BRIC or MINT? Investors suffer acronym anxiety

LONDON (Reuters) – Which investment takes your fancy: BRIC, MINT or CIVETS? For many fund managers seeking the next big thing in emerging markets, the answer is none.

Acronym investment – putting money into small groupings of markets which often have little in common beyond a broad economic concept – is giving way to acronym anxiety.

Former Goldman Sachs economist Jim O’Neill set the ball rolling in 2001 when he created the BRIC family of Brazil, Russia, India and China.

Many of these countries and others lumped together under separate acronyms have, at least until recently, enjoyed turbo-charged economic growth. But investment gains are not guaranteed and underperforming local stock markets have led fund managers to flee what had been fashionable groupings.

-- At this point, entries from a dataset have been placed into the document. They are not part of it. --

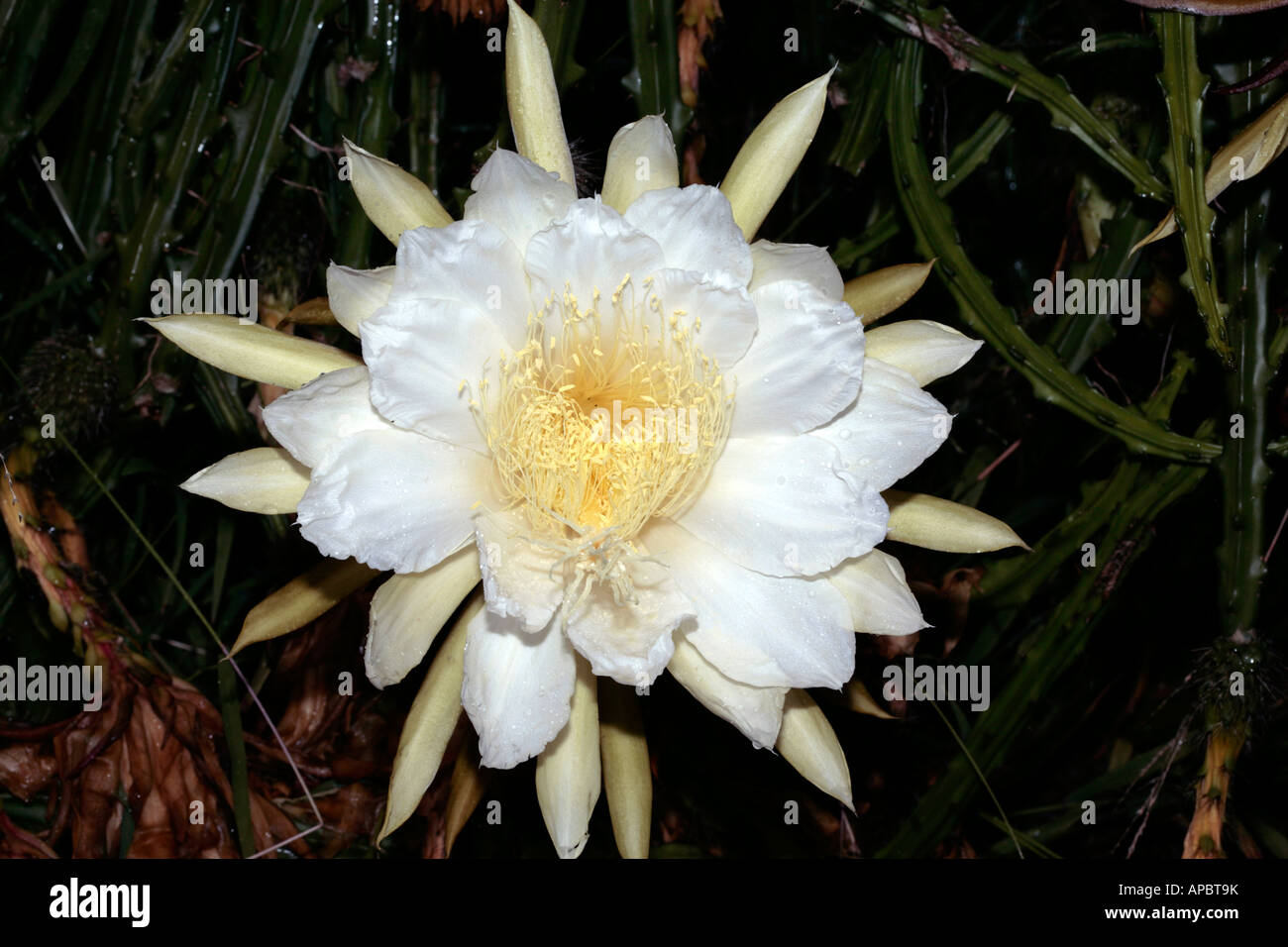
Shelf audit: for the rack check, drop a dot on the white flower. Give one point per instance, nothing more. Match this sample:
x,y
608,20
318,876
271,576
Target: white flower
x,y
665,449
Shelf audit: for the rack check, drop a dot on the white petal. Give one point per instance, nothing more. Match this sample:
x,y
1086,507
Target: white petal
x,y
591,250
355,294
630,642
310,420
518,686
420,352
800,262
925,350
408,611
728,316
877,591
263,479
472,264
758,629
784,506
804,367
758,711
890,429
393,499
642,158
696,231
520,579
516,196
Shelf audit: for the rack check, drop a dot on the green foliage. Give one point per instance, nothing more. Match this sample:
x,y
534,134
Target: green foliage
x,y
223,162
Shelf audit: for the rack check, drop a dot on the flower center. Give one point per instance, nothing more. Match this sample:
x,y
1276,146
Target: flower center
x,y
603,421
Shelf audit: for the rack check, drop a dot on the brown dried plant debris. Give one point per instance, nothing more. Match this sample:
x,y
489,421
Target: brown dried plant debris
x,y
154,744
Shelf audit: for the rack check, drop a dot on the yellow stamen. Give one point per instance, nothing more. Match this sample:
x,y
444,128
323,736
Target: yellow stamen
x,y
600,427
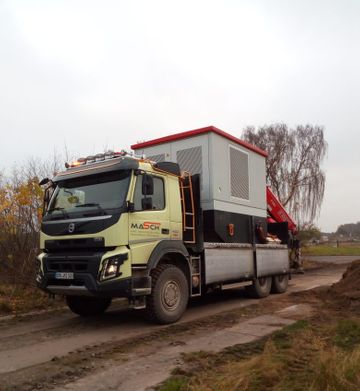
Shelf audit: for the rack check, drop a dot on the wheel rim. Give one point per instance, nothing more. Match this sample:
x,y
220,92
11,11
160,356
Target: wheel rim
x,y
281,278
262,281
170,297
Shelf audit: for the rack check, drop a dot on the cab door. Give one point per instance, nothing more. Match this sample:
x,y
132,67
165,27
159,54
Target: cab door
x,y
149,222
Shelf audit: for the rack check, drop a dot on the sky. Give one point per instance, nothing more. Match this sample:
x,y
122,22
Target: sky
x,y
82,75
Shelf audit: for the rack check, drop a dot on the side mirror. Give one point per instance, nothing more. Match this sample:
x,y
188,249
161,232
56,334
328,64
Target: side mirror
x,y
147,185
44,181
130,207
146,203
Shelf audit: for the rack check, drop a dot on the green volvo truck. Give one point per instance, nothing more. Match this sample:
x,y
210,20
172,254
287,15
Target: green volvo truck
x,y
160,230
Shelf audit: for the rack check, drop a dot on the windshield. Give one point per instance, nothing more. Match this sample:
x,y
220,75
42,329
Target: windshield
x,y
89,196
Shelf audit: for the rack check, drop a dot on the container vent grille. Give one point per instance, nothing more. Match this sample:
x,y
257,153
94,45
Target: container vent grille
x,y
239,174
190,160
157,158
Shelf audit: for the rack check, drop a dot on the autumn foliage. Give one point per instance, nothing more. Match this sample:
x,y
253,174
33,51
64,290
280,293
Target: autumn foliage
x,y
21,200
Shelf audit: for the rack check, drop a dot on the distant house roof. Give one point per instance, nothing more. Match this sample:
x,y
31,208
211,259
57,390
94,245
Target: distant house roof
x,y
196,132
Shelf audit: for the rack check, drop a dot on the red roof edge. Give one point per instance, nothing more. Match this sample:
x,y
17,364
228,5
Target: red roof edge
x,y
196,132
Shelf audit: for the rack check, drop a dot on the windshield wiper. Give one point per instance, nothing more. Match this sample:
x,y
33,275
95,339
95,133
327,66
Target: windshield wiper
x,y
88,204
58,209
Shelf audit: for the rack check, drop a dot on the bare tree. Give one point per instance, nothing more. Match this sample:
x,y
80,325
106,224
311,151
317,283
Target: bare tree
x,y
294,165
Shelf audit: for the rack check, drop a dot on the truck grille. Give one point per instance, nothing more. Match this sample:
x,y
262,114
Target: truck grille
x,y
67,266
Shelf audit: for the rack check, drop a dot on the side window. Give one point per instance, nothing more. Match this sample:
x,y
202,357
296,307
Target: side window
x,y
142,202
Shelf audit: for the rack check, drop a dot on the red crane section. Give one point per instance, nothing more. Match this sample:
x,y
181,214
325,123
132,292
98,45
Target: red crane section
x,y
277,211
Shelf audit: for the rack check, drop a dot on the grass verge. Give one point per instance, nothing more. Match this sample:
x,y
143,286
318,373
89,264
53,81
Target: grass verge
x,y
329,250
16,299
304,356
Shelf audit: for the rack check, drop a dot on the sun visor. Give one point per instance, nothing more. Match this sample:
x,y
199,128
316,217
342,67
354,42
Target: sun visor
x,y
122,163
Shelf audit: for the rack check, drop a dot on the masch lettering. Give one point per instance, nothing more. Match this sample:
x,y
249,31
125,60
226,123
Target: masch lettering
x,y
146,225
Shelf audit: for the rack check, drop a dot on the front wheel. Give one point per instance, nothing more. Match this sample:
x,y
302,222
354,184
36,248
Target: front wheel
x,y
260,288
169,294
87,306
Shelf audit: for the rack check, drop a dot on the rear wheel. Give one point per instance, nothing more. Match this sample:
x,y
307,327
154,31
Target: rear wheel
x,y
280,283
260,288
169,294
87,306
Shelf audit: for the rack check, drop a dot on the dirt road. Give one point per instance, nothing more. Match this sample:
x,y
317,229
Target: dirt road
x,y
46,350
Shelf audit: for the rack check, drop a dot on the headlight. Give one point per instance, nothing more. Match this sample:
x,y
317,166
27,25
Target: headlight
x,y
111,268
39,273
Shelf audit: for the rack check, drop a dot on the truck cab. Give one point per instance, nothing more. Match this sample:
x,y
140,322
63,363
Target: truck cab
x,y
101,226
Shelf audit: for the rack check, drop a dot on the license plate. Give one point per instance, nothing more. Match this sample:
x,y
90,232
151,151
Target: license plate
x,y
64,276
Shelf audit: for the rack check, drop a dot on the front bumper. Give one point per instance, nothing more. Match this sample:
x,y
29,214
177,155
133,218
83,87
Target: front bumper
x,y
85,268
85,285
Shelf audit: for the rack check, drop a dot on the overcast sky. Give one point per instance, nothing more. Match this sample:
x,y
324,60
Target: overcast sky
x,y
95,74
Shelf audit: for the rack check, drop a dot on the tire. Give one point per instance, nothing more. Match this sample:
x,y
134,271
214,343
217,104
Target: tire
x,y
169,295
260,288
280,283
87,306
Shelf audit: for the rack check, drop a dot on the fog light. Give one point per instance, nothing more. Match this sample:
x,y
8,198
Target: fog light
x,y
111,268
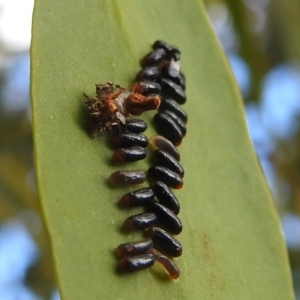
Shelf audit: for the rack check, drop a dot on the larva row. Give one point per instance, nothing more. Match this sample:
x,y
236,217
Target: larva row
x,y
156,212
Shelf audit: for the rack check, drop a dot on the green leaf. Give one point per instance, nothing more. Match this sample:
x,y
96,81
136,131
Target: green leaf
x,y
233,248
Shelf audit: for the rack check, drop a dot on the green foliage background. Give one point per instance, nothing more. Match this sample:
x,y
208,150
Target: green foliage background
x,y
231,237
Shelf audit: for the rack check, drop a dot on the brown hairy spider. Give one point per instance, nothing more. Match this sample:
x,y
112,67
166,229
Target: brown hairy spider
x,y
112,104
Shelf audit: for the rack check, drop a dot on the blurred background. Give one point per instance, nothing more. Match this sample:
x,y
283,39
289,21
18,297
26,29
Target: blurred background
x,y
262,41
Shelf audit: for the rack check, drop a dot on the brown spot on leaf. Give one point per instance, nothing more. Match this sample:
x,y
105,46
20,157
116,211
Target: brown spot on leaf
x,y
207,249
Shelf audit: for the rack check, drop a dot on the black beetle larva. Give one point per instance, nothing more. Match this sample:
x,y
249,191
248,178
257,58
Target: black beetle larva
x,y
171,105
137,198
167,127
153,58
123,155
166,242
177,120
172,90
130,139
136,263
136,125
167,218
148,73
165,175
160,142
140,221
164,159
134,248
170,50
165,196
146,87
127,177
168,265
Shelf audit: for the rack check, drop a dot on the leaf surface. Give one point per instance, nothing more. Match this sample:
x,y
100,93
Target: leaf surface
x,y
232,245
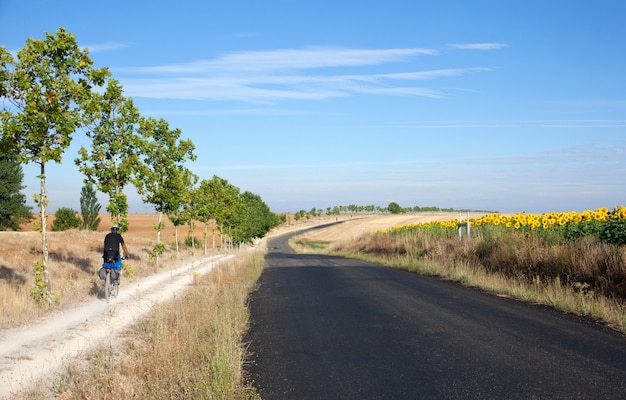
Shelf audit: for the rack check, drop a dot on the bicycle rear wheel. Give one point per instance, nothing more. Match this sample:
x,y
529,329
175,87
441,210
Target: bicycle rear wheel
x,y
115,287
107,286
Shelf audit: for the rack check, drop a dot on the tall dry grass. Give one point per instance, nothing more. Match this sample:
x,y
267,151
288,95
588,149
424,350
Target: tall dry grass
x,y
75,256
187,349
584,276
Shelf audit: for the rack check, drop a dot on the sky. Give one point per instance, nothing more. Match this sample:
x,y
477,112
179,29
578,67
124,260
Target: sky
x,y
510,106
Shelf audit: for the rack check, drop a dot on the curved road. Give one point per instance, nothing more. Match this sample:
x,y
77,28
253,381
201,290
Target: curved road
x,y
326,327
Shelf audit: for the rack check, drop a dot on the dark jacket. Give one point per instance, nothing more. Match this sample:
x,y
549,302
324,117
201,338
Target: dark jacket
x,y
112,243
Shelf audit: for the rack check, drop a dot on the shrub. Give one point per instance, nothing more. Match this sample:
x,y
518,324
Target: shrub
x,y
65,218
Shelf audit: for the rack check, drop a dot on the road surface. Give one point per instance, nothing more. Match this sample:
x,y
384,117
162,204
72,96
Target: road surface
x,y
326,327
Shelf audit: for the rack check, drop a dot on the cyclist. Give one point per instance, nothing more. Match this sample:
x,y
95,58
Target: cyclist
x,y
112,243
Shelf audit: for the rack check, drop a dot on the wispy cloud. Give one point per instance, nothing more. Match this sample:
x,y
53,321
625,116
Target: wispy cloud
x,y
104,47
312,73
478,46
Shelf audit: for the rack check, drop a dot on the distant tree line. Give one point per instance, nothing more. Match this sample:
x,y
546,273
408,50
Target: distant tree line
x,y
391,208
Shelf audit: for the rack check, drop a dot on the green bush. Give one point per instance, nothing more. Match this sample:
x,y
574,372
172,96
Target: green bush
x,y
65,218
192,242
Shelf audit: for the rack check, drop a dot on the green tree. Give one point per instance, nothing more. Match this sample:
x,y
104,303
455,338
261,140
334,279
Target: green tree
x,y
181,210
13,209
161,177
112,160
256,218
394,208
64,219
46,87
220,200
89,208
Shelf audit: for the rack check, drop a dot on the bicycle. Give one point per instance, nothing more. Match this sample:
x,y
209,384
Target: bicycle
x,y
111,278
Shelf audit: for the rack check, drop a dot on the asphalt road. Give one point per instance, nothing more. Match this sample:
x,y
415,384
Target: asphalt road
x,y
333,328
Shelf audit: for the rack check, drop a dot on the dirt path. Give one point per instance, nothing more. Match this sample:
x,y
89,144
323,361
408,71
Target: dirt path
x,y
37,351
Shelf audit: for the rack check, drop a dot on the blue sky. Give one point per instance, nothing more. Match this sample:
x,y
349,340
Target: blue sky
x,y
493,105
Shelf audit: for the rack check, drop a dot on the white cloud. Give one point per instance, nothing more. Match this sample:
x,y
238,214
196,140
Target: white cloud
x,y
478,46
271,76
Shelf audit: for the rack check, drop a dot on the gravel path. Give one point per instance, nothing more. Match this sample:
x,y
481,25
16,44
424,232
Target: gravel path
x,y
39,350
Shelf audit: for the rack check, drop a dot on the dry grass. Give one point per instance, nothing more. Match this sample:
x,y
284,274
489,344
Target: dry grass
x,y
74,259
190,348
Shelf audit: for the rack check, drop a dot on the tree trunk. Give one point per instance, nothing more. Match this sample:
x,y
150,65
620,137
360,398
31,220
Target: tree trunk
x,y
176,237
156,260
43,200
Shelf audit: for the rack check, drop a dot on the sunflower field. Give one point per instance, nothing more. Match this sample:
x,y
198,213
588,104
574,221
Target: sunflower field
x,y
608,226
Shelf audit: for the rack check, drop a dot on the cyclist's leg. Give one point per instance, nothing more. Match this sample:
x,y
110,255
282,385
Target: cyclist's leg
x,y
118,268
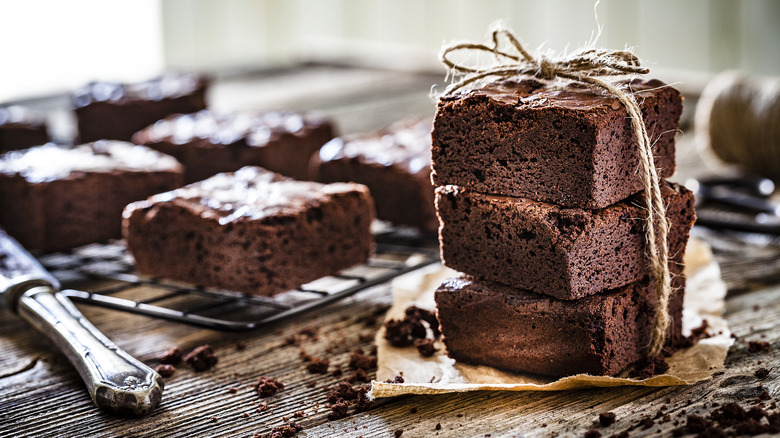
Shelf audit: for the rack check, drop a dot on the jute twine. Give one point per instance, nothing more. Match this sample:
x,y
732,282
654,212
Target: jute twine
x,y
588,66
738,119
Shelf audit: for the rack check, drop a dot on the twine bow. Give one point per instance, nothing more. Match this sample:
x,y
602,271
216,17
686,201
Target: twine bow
x,y
588,67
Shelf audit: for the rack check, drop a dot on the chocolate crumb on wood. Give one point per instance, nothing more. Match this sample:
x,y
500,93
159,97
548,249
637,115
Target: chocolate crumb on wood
x,y
607,418
268,386
318,365
286,431
758,347
359,360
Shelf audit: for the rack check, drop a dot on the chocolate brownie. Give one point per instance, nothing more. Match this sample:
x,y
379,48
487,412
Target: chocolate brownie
x,y
567,253
570,145
251,231
491,324
53,198
208,143
21,128
108,110
395,164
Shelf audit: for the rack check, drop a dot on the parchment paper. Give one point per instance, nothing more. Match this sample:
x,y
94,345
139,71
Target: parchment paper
x,y
704,299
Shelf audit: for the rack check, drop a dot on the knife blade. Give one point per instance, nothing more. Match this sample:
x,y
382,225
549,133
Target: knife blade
x,y
116,381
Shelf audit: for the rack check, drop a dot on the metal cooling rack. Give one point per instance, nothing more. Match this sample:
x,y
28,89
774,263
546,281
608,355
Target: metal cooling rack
x,y
103,275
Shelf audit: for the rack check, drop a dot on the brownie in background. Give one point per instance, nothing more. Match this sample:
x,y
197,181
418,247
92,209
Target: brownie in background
x,y
21,128
54,199
251,231
208,143
567,253
491,324
572,146
395,165
108,110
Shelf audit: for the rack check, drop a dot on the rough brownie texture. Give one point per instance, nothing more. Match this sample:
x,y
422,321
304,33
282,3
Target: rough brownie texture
x,y
107,110
567,253
394,163
53,198
491,324
208,143
21,128
251,231
572,146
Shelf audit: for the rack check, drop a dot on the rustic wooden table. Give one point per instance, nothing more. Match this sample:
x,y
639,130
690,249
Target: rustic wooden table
x,y
41,395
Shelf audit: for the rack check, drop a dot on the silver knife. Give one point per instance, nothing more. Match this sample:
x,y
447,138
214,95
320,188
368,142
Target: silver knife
x,y
116,381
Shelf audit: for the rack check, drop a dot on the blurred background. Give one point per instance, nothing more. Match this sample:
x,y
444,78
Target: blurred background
x,y
51,46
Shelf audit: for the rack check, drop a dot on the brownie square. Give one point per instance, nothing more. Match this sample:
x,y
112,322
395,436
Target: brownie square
x,y
21,128
108,110
567,253
251,231
53,198
570,145
394,163
487,323
208,143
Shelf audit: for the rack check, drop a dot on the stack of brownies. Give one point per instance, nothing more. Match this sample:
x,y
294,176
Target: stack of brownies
x,y
540,205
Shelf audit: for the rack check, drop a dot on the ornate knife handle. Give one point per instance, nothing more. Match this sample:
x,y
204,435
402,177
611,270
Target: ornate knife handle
x,y
116,381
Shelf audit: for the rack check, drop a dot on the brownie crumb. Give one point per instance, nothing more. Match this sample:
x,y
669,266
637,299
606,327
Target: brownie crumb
x,y
359,376
396,379
338,410
201,358
758,346
363,402
403,332
417,313
344,391
358,360
172,356
607,418
648,367
318,366
268,386
285,431
165,370
762,373
425,346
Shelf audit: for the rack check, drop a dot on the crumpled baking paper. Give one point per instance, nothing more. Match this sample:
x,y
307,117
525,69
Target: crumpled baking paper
x,y
704,299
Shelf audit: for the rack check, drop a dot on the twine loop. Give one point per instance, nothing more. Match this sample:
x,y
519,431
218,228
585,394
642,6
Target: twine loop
x,y
589,67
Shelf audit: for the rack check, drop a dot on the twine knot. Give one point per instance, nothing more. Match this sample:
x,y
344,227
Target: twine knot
x,y
589,66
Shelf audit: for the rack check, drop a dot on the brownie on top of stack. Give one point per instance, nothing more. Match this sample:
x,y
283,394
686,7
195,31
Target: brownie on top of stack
x,y
539,202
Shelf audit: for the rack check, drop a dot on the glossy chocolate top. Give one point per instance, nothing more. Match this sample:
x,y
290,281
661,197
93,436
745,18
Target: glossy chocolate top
x,y
165,87
50,162
251,193
258,129
531,93
406,143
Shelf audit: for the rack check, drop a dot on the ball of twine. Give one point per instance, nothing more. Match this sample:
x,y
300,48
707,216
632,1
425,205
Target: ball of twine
x,y
738,121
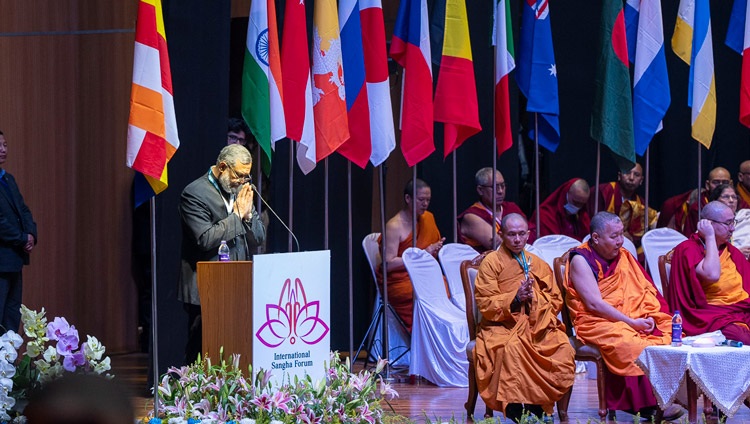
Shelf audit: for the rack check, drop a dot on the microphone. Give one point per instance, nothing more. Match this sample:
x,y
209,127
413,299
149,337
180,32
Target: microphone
x,y
257,192
732,343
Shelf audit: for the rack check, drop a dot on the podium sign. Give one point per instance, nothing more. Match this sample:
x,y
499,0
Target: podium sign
x,y
292,314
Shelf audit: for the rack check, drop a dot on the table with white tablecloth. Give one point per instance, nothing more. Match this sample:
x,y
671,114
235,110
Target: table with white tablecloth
x,y
722,373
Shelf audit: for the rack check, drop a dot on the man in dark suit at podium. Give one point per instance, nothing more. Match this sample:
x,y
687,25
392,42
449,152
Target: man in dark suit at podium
x,y
217,206
17,239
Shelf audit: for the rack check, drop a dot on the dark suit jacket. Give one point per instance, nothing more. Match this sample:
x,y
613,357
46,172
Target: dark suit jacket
x,y
16,223
205,223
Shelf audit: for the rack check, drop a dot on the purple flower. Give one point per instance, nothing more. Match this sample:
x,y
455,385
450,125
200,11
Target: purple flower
x,y
71,362
57,328
68,342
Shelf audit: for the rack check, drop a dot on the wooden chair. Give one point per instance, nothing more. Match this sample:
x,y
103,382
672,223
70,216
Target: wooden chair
x,y
472,315
584,352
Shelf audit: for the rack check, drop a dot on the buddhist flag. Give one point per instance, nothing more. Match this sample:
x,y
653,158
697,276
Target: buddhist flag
x,y
738,39
693,44
329,93
504,63
295,71
359,146
152,126
537,72
382,131
456,93
651,98
612,117
262,104
410,48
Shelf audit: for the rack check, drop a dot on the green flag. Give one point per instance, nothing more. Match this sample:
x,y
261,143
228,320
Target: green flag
x,y
612,115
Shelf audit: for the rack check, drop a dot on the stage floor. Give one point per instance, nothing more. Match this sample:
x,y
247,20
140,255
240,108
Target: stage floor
x,y
415,399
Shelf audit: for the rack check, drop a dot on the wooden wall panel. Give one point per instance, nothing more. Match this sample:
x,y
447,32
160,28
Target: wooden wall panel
x,y
65,110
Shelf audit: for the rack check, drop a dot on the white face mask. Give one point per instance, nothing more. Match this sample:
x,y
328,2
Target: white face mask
x,y
570,208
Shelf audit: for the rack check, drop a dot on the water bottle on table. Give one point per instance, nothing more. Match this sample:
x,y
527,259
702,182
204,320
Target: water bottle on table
x,y
223,251
677,329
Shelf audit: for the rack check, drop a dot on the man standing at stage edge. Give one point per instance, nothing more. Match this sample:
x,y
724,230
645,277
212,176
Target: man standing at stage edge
x,y
17,239
217,206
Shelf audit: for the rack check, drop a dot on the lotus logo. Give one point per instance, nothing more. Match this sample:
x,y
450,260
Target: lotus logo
x,y
292,318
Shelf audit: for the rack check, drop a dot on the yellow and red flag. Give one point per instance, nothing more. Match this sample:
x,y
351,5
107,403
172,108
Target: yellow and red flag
x,y
152,127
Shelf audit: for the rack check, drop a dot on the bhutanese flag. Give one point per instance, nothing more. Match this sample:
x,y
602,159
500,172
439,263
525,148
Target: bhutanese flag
x,y
612,114
329,95
692,42
738,39
262,94
504,63
152,127
456,93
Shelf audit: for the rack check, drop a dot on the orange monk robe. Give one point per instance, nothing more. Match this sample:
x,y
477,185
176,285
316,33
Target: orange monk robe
x,y
523,356
624,286
400,290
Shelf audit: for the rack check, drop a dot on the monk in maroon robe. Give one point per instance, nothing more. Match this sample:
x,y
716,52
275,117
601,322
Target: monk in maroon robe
x,y
475,224
565,211
710,278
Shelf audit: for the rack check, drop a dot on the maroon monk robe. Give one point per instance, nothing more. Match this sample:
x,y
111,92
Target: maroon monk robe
x,y
554,219
686,294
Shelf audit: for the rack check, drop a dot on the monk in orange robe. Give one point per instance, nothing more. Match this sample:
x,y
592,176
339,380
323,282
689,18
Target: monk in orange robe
x,y
614,306
398,237
710,278
475,224
523,355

Assets under management in BRIC funds fell to 9 billion euros at the end of last year from 21 billion at the end of 2010, according to Lipper data, while assets under management in broader emerging equity funds have grown in that time.   Goldman Sachs’s own BRIC fund has lost 20 per cent in value over the past three years.     Undaunted, O’Neill has coined a new acronym. In a series on BBC radio this month, he championed the MINT group – Mexico, Indonesia, Nigeria, Turkey – as the next giants after the BRICs. O’Neill stresses that MINT – like BRIC before – is an economic, not an investment, concept and his programmes explored each country’s problems as well as its potential.

Nevertheless, the appeal of acronym investment is fading. Fund managers say such groupings do not take into account different stages of development of the countries involved and risk sidelining other promising markets. The groupings have also frequently suffered from disappointing performances of their listed companies, the main target of foreign investors.

O’Neill’s timing is not ideal. Turkey has been rocked by an investigation into alleged corruption following street protests last summer, while Nigerian politics are in turmoil before elections next year.

Indonesia, along with other emerging economies which are running large current account deficits, is experiencing a flight of investors.